Whether or not Apple bungled the manufacturing, focusing on Face ID and the tech behind it actually feels like a smart forward looking move (I’ll still miss Touch ID). Unlike ultrasonic fingerprint readers, the basic tech behind Face ID has been around a while. This is mature, relatively reliable technology that doesn’t produce the frustrating manufacturing and design problems the alternative has provided. Microsoft released a version of facial recognition back in 2015 as part of the Windows 10 launch. The tech, which uses an IR camera to scan your face regardless of lighting scenarios, has achieved a measure of stability two years in—even if it will sometimes fail to read your face if you take the glasses off that you normally wear.
Apple’s version of facial recognition has the potential to be even more accurate and secure. The camera module used doesn’t just include an IR camera and photo camera. There’s also a projector shooting 30,000 IR dots at your face to create a map. By mapping, Apple claims, it can get around problems faced by face recognition technologies by competitors like Microsoft’s Windows Hello. Chief among them—Apple should be able to recognize your face whether you’re wearing glasses or not.
I say “should” because Apple actually had trouble with Face ID during the live demo at the iPhone X event. During the demo Craig Federighi, senior VP of Software at Apple, failed to actually open the phone with a glance. Instead he had to, embarrassingly, open the phone by inserting a pin number.

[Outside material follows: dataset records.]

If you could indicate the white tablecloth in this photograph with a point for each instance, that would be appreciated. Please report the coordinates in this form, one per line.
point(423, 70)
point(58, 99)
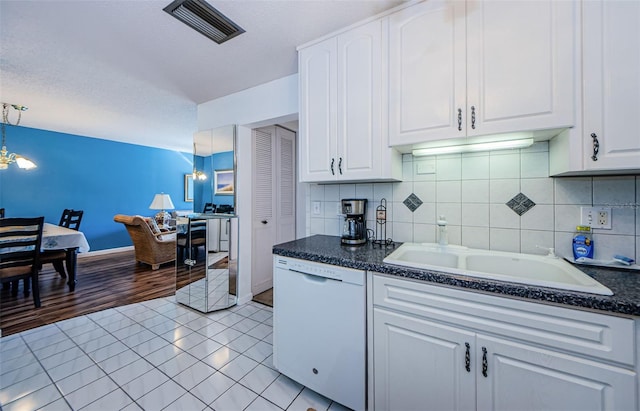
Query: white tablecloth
point(55, 238)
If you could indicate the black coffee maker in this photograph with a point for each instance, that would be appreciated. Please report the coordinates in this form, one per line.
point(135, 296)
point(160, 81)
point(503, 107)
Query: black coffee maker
point(354, 231)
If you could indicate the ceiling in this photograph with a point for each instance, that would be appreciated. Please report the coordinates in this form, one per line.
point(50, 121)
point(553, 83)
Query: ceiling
point(127, 71)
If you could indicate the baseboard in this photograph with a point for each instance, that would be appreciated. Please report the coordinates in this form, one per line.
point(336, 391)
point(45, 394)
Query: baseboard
point(245, 299)
point(103, 252)
point(262, 287)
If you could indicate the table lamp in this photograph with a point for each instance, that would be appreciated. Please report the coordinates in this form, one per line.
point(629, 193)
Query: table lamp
point(162, 202)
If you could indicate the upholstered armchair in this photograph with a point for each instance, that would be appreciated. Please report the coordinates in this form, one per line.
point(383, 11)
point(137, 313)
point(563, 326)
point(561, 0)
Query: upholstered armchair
point(152, 246)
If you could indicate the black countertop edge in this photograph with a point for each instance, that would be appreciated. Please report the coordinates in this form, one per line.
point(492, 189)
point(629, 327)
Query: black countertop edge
point(327, 249)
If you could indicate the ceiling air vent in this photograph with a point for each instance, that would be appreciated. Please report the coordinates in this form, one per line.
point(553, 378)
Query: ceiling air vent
point(201, 16)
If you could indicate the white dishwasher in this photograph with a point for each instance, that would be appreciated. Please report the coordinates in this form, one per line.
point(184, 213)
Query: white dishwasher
point(319, 328)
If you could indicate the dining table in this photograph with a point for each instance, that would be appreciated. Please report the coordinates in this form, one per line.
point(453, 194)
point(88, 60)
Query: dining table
point(55, 237)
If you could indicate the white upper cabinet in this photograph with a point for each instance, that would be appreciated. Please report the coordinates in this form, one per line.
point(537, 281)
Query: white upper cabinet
point(461, 69)
point(427, 72)
point(611, 70)
point(341, 121)
point(318, 127)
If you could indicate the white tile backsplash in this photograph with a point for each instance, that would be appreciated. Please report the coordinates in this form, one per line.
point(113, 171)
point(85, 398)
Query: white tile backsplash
point(534, 165)
point(612, 191)
point(475, 167)
point(573, 190)
point(471, 191)
point(504, 165)
point(539, 188)
point(448, 167)
point(448, 192)
point(475, 191)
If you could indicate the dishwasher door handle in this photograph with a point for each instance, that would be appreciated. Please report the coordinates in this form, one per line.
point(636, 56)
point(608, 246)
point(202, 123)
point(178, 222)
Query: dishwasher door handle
point(315, 278)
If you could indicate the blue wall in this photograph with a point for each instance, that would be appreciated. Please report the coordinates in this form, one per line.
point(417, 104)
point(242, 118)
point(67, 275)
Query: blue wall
point(204, 189)
point(101, 177)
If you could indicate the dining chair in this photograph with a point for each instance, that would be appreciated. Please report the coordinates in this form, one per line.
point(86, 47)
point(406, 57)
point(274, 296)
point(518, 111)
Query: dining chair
point(20, 242)
point(70, 219)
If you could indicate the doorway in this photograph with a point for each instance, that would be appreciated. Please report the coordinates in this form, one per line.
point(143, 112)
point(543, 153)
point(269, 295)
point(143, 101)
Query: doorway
point(274, 201)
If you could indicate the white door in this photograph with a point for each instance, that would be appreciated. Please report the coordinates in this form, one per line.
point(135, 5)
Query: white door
point(317, 68)
point(274, 206)
point(523, 377)
point(359, 102)
point(611, 70)
point(520, 65)
point(422, 365)
point(427, 78)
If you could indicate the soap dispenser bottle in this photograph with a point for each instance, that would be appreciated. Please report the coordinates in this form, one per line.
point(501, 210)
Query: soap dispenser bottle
point(442, 231)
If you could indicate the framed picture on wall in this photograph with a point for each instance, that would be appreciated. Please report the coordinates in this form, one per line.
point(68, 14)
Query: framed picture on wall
point(223, 182)
point(188, 188)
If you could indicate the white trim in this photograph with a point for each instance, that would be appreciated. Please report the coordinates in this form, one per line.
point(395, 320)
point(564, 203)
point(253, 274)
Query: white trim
point(103, 252)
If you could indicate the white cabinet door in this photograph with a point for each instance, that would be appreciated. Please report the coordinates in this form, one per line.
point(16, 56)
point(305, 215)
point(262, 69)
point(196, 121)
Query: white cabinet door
point(427, 72)
point(317, 119)
point(463, 69)
point(421, 365)
point(525, 377)
point(611, 70)
point(520, 65)
point(359, 102)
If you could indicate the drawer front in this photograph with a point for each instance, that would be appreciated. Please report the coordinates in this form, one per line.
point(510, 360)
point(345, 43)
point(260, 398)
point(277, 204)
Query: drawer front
point(585, 333)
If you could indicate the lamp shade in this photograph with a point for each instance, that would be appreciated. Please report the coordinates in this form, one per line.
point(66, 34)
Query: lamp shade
point(161, 202)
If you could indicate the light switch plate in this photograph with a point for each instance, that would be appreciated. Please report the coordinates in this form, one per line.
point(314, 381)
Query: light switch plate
point(596, 217)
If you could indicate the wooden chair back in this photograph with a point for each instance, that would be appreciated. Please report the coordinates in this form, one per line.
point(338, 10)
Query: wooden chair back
point(20, 243)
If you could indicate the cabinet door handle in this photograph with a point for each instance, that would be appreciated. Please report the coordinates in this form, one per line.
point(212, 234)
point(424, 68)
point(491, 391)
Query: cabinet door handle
point(473, 117)
point(485, 363)
point(596, 146)
point(467, 357)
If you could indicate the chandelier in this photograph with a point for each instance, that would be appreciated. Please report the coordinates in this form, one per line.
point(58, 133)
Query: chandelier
point(5, 157)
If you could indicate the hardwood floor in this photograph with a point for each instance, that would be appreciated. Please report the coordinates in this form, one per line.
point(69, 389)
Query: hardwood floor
point(104, 281)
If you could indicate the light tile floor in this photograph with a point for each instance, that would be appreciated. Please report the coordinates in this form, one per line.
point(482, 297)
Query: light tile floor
point(154, 355)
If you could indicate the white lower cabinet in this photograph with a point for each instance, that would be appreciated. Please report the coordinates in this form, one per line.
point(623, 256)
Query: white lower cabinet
point(420, 364)
point(437, 348)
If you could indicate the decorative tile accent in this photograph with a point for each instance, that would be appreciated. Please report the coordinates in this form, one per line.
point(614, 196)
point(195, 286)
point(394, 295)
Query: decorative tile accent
point(520, 204)
point(412, 202)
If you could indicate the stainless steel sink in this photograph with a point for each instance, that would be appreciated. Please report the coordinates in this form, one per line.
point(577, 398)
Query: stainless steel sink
point(497, 265)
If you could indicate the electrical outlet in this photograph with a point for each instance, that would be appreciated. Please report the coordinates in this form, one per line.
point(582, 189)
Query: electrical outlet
point(596, 217)
point(316, 208)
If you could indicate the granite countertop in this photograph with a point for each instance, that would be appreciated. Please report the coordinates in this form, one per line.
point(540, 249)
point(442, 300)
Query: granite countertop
point(625, 284)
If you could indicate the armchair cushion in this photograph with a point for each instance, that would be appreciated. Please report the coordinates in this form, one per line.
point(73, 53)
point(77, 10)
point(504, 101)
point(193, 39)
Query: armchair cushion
point(150, 248)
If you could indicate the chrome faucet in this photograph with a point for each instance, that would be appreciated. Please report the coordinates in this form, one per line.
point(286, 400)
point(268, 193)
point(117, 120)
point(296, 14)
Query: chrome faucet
point(443, 237)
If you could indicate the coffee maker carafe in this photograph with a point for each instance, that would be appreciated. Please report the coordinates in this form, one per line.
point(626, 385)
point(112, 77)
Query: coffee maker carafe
point(354, 231)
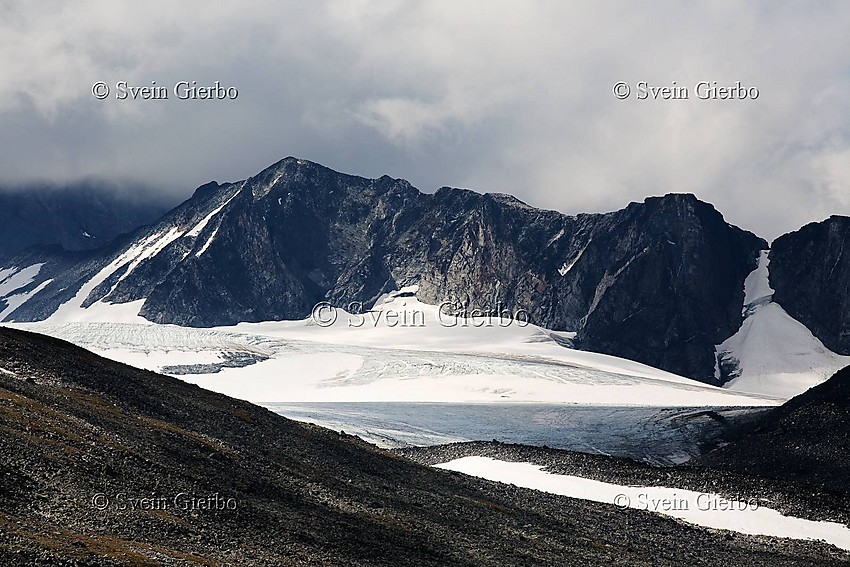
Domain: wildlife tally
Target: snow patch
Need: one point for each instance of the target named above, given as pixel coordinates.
(697, 508)
(13, 302)
(565, 268)
(198, 228)
(773, 353)
(13, 279)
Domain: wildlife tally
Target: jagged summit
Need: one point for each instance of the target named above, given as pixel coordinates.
(660, 282)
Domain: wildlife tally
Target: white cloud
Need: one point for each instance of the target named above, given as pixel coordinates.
(496, 96)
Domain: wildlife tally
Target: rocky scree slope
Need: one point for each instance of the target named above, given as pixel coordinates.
(74, 426)
(660, 282)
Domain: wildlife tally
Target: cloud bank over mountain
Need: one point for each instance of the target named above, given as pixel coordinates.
(495, 96)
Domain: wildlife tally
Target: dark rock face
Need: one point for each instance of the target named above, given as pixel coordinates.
(660, 282)
(78, 217)
(810, 273)
(104, 464)
(805, 440)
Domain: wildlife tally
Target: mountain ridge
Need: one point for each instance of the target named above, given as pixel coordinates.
(660, 281)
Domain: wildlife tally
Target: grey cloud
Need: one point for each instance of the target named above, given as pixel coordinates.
(496, 96)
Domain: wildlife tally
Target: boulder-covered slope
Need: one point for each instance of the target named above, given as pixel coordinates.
(660, 282)
(805, 440)
(104, 464)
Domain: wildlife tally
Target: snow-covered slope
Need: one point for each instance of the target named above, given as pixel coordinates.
(401, 350)
(702, 509)
(773, 353)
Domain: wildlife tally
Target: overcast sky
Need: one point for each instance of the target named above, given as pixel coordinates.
(512, 97)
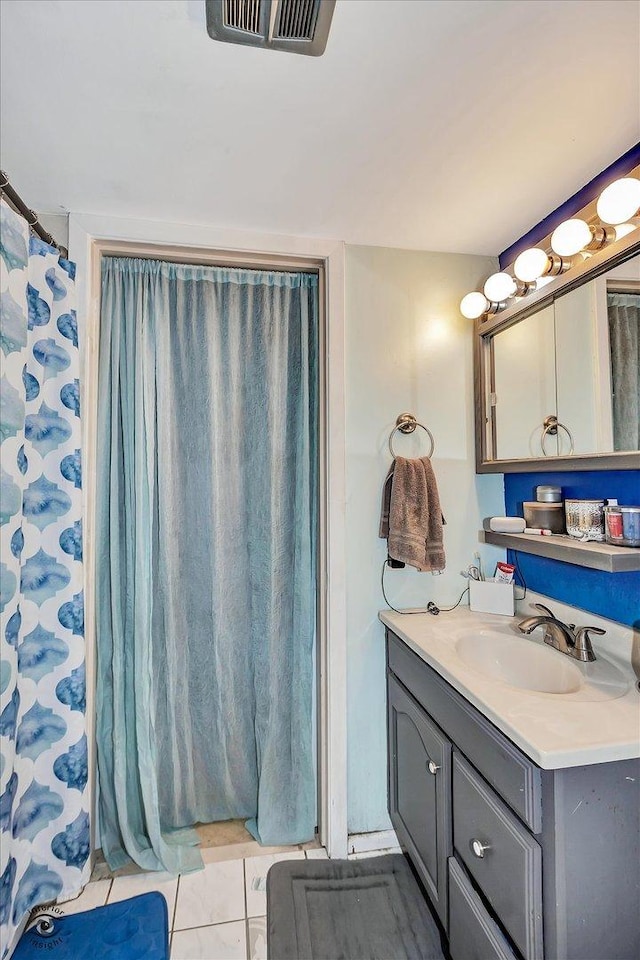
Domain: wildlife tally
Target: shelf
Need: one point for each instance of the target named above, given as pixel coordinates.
(598, 556)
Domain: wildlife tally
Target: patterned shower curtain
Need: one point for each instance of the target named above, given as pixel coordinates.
(44, 819)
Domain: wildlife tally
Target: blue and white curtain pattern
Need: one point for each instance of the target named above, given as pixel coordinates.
(44, 818)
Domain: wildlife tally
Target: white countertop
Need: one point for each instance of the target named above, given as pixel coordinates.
(554, 730)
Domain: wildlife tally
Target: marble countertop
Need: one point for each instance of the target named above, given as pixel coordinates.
(554, 730)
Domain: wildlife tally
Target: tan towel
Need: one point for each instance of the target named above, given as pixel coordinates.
(411, 518)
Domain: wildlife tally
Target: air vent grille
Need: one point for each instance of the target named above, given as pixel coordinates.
(242, 15)
(296, 19)
(296, 26)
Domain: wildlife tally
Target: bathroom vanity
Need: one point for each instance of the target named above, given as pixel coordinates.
(515, 790)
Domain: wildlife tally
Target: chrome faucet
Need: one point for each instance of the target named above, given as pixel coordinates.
(563, 636)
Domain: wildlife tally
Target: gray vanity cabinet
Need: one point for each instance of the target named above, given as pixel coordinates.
(419, 797)
(520, 863)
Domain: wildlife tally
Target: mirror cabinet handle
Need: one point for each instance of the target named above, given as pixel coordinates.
(478, 848)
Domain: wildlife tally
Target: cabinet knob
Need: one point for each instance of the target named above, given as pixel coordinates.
(478, 848)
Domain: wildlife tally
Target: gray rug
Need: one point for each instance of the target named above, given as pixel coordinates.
(369, 909)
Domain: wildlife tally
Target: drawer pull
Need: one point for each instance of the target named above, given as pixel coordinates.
(478, 848)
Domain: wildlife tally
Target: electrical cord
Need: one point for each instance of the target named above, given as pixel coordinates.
(519, 572)
(431, 606)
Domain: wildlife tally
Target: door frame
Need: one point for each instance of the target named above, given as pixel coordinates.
(92, 236)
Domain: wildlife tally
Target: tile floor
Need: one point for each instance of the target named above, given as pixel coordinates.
(215, 914)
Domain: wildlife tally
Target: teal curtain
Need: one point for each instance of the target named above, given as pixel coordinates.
(206, 531)
(44, 798)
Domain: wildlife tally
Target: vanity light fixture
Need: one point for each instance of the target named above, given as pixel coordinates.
(501, 286)
(618, 211)
(474, 305)
(575, 235)
(534, 263)
(620, 201)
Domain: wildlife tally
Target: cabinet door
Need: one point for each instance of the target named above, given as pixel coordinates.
(420, 791)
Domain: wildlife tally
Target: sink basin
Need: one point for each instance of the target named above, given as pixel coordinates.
(535, 667)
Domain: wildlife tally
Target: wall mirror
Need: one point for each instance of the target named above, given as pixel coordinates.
(558, 372)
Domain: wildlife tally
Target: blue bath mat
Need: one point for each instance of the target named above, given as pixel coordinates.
(135, 929)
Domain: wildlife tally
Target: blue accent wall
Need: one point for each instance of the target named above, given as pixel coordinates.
(612, 595)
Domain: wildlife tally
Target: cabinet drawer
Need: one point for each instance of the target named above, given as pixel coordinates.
(473, 934)
(501, 855)
(419, 791)
(515, 777)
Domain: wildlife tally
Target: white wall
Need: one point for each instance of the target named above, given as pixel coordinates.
(407, 349)
(58, 225)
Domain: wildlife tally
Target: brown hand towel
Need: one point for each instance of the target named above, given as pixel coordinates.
(413, 522)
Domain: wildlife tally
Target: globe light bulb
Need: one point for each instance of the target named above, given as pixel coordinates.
(499, 287)
(571, 237)
(531, 265)
(473, 305)
(620, 201)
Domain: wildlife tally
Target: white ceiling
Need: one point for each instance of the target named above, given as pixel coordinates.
(449, 125)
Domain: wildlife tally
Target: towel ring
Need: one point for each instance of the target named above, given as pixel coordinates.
(550, 428)
(407, 423)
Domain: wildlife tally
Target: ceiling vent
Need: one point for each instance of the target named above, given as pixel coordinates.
(298, 26)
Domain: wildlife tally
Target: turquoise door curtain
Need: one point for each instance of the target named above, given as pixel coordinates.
(206, 527)
(44, 806)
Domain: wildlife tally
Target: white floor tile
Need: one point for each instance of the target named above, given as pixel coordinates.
(256, 869)
(366, 854)
(94, 895)
(212, 895)
(125, 887)
(257, 938)
(223, 941)
(317, 853)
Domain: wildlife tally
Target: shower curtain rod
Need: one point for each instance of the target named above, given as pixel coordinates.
(30, 215)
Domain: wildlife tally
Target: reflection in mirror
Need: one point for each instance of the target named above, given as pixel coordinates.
(623, 308)
(524, 385)
(577, 359)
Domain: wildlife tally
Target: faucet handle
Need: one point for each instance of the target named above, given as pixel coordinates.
(583, 649)
(545, 610)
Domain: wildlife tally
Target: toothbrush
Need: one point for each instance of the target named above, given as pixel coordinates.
(478, 560)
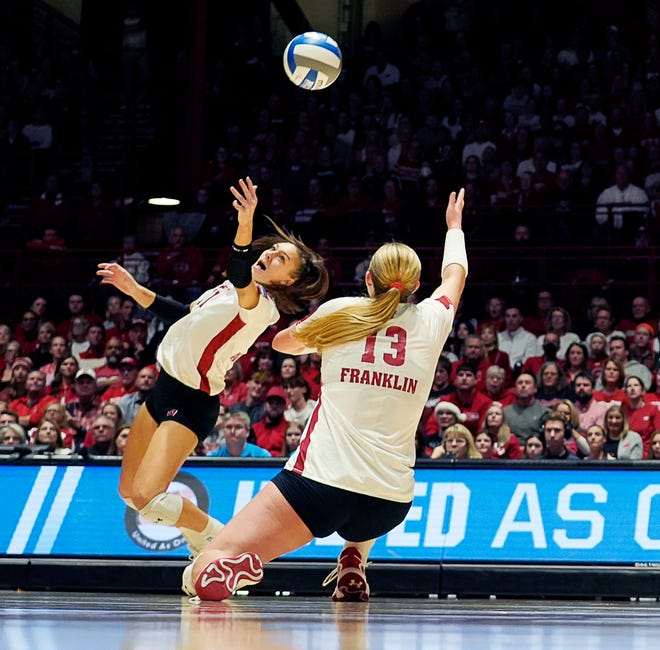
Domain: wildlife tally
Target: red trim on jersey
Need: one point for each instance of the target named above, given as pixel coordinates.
(206, 360)
(443, 300)
(302, 451)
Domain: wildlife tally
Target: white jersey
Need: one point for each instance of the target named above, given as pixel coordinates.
(199, 348)
(361, 435)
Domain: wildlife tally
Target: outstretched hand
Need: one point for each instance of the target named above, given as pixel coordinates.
(454, 212)
(116, 275)
(245, 201)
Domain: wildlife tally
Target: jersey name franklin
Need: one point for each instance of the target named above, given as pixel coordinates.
(382, 379)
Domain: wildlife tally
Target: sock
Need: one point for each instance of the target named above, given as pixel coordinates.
(197, 540)
(363, 548)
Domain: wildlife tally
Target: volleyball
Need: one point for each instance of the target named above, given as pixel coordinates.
(312, 60)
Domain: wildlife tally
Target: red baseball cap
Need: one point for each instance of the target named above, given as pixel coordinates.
(277, 391)
(128, 361)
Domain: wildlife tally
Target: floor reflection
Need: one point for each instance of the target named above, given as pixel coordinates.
(63, 621)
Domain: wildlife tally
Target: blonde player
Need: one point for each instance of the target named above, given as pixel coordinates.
(196, 352)
(353, 470)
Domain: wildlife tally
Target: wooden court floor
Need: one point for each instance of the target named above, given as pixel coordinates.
(98, 621)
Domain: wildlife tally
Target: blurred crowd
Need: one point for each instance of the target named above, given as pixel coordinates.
(556, 139)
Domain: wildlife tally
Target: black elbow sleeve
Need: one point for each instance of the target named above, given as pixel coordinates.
(168, 310)
(239, 266)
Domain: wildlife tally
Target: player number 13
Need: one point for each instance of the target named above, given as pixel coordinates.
(396, 352)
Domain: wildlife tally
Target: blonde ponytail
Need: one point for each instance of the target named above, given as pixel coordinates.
(394, 270)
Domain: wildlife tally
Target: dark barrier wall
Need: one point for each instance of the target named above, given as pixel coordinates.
(471, 520)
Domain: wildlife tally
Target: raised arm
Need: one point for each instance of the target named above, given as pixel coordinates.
(117, 276)
(454, 261)
(239, 266)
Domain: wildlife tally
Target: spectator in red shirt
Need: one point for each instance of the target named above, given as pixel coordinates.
(26, 332)
(495, 387)
(270, 430)
(597, 344)
(86, 407)
(58, 350)
(128, 368)
(31, 407)
(235, 389)
(76, 304)
(473, 355)
(108, 374)
(493, 355)
(642, 417)
(611, 381)
(550, 349)
(640, 313)
(96, 338)
(468, 399)
(179, 266)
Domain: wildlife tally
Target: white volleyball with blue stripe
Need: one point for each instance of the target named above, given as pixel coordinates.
(312, 60)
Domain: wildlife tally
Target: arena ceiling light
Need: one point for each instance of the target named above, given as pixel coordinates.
(163, 201)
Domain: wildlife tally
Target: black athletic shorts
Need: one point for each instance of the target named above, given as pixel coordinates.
(193, 408)
(325, 509)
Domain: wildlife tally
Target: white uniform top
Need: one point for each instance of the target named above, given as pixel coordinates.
(361, 435)
(199, 348)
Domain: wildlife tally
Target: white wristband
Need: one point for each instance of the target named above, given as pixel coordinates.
(454, 249)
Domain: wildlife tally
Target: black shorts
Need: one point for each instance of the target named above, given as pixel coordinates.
(193, 408)
(325, 509)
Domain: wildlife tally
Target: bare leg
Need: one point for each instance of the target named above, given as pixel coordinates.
(153, 456)
(267, 526)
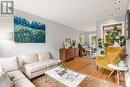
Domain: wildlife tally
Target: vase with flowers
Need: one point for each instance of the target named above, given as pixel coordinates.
(123, 56)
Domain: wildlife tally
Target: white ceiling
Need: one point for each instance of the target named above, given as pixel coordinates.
(79, 14)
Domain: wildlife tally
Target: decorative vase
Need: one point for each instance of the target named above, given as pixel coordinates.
(116, 44)
(122, 63)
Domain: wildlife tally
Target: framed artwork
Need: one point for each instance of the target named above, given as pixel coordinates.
(26, 31)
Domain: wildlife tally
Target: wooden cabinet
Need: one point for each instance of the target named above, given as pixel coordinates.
(68, 54)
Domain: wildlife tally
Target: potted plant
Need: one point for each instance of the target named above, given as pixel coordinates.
(122, 56)
(73, 45)
(100, 46)
(122, 41)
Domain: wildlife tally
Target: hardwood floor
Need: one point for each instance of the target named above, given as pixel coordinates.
(87, 66)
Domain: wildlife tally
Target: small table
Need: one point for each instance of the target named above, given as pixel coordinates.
(116, 68)
(69, 83)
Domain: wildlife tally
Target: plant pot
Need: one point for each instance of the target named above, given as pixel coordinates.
(116, 44)
(122, 63)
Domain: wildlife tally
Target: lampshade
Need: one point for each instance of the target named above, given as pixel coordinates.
(6, 36)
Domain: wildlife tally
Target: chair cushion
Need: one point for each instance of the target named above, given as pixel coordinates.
(23, 83)
(50, 62)
(29, 58)
(17, 74)
(9, 64)
(34, 67)
(103, 63)
(43, 56)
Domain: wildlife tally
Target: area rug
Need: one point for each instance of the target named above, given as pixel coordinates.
(90, 82)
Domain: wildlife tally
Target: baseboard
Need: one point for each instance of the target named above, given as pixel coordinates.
(127, 79)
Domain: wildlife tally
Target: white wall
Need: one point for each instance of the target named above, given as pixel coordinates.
(55, 35)
(128, 73)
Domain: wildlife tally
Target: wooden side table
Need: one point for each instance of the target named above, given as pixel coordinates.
(117, 69)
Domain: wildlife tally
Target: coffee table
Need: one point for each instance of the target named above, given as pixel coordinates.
(78, 78)
(118, 69)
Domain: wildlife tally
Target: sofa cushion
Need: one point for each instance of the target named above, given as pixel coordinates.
(23, 83)
(34, 67)
(17, 74)
(43, 56)
(29, 58)
(50, 62)
(9, 64)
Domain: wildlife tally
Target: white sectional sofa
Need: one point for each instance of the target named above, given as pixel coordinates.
(10, 66)
(36, 64)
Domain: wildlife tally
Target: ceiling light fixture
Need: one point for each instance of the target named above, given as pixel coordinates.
(118, 8)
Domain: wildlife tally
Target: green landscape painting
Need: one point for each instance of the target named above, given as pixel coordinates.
(28, 32)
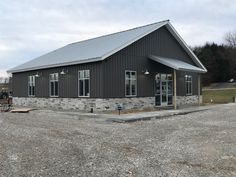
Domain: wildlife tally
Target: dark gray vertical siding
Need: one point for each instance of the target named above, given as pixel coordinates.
(181, 87)
(135, 57)
(107, 78)
(68, 83)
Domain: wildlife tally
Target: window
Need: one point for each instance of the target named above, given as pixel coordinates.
(84, 86)
(130, 83)
(31, 85)
(188, 84)
(54, 88)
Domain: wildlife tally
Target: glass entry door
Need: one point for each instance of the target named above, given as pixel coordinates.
(163, 89)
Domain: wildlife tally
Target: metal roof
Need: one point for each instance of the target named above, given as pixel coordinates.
(176, 64)
(89, 50)
(98, 49)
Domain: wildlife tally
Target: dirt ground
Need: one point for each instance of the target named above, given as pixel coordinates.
(51, 143)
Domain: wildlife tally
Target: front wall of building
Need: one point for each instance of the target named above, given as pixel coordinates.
(107, 78)
(135, 57)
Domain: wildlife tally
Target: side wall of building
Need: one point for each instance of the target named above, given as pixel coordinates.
(68, 83)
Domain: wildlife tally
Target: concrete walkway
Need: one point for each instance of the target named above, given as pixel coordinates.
(153, 115)
(132, 117)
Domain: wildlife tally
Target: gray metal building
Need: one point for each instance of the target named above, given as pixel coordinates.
(143, 67)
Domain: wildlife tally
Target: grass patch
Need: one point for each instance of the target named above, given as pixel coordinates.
(218, 96)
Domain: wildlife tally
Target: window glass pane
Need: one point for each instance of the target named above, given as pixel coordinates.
(86, 73)
(133, 76)
(169, 99)
(56, 76)
(133, 87)
(169, 77)
(52, 88)
(157, 99)
(56, 88)
(81, 88)
(127, 87)
(81, 74)
(86, 87)
(51, 77)
(169, 87)
(33, 80)
(33, 90)
(29, 90)
(127, 75)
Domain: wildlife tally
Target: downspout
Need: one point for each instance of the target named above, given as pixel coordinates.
(199, 89)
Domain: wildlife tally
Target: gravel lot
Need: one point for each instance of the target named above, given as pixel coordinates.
(50, 143)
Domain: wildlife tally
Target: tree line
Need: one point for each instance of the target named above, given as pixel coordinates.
(219, 59)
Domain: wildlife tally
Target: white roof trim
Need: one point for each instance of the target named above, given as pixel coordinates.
(176, 64)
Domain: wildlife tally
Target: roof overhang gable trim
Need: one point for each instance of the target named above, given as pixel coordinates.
(55, 65)
(185, 46)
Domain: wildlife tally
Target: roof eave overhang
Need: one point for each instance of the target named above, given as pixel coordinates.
(155, 58)
(55, 65)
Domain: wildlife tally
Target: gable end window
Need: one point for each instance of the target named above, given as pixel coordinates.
(53, 84)
(31, 85)
(130, 83)
(188, 84)
(84, 83)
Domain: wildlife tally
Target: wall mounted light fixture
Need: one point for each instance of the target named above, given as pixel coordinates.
(63, 72)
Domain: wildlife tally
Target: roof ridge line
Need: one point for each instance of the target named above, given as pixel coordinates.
(119, 32)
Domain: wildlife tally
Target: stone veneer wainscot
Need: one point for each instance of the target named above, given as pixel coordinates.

If Face ID performs that poorly in the model shipping to consumers in November, it will leave the company’s biometric security array in a world of hurt. If I can’t open the phone of the future with my face than it’s not actually, you know, the phone of the future.
“It all comes down to how good the facial recognition is,” noted Apple fan John Gruber wrote last week amidst rumors there would be no Touch ID on the iPhone X. “If it’s as fast, reliable, trustworthy, and convenient as Touch ID, then omitting Touch ID is a legitimate design choice. Forward progress on biometrics. If it’s worse than Touch ID in any meaningful way, it’s an inexcusable mistake.”
Gruber is absolutely right, but retiring the thumb print tech (it will likely appear in cheaper iPhones for the foreseeable future) to lean on rapidly maturing and potentially more secure technology feels like a very Apple move. The company isn’t always the first to arrive at a solution, but it usually does with the kind of aplomb that makes us wonder why we haven’t been using it for decades.